Jeff Currie, co-chairman of Abaxx Markets, said Monday that the global oil market deficit could turn into a full-blown shortage within weeks [1].

This warning comes as energy markets face a volatile combination of dwindling stockpiles and escalating political instability. A sudden shift from a deficit to a shortage could trigger sharp price increases and disrupt energy security for importing nations.

Speaking on CNBC’s Squawk Box Europe program on May 18, 2026 [2], Currie said the current market deficit and low global oil inventories are primary drivers of the risk [1]. He said that the narrow margin between supply and demand leaves the global economy vulnerable to any further disruptions.

While some market analysts focus on the structural deficit and inventory levels [1], other strategists link the potential for a shortage to geopolitical supply shocks [3]. Specifically, tensions related to the Iran war and potential disruptions in the Strait of Hormuz are cited as critical risk factors that could accelerate the crisis [3].

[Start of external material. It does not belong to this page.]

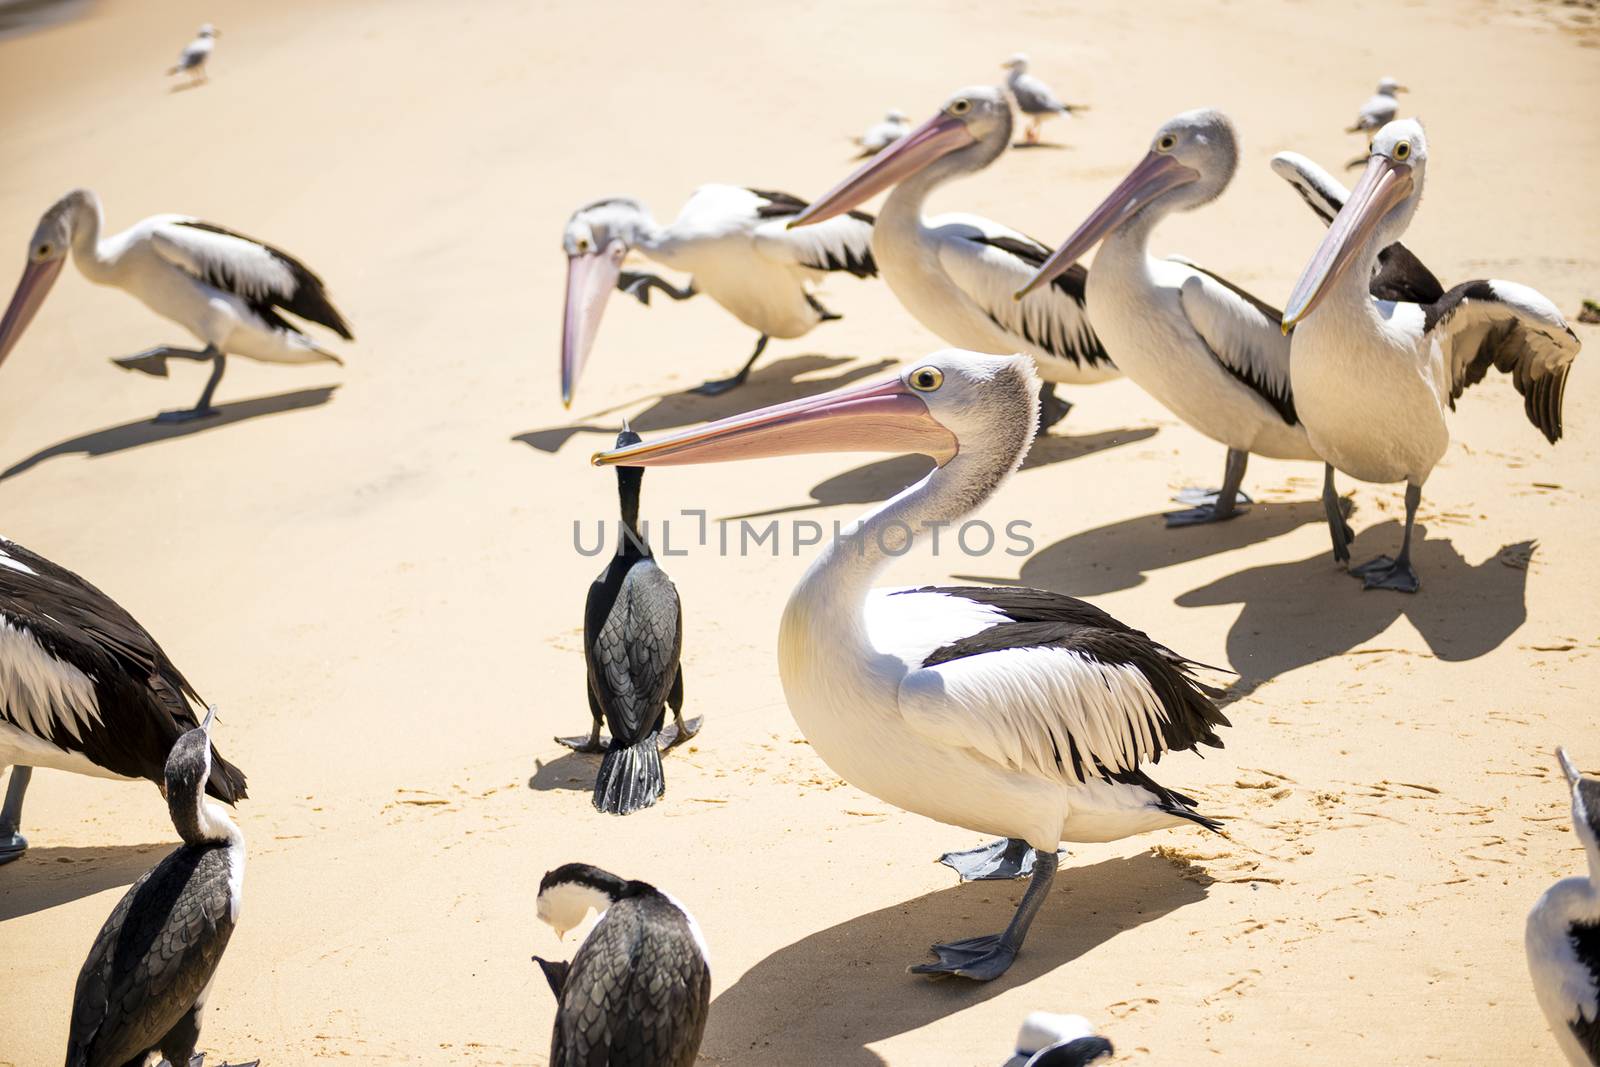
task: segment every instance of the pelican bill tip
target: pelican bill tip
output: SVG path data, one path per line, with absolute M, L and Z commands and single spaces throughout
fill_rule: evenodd
M 594 453 L 593 455 L 591 455 L 589 457 L 589 466 L 591 466 L 591 467 L 604 467 L 605 465 L 606 465 L 606 453 L 604 453 L 604 452 L 596 452 L 596 453 Z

Low inventories mean that there is little buffer to absorb unexpected outages. If a significant supply shock occurs, the market may not have the capacity to compensate, potentially leading to a rapid spike in crude prices [3].

Currie said the timeline for this transition could be as short as a few weeks [1]. This timeframe underscores the urgency for policymakers and energy firms to evaluate their contingency plans as the gap between available oil and global demand continues to tighten.

The global oil market deficit could turn into a full-blown shortage within weeks.

The convergence of low inventories and geopolitical instability in the Middle East creates a high-risk environment for energy prices. If a shortage materializes, it would likely lead to inflationary pressure on global transport and manufacturing costs, potentially forcing central banks to reconsider economic growth projections in the face of an energy-driven price shock.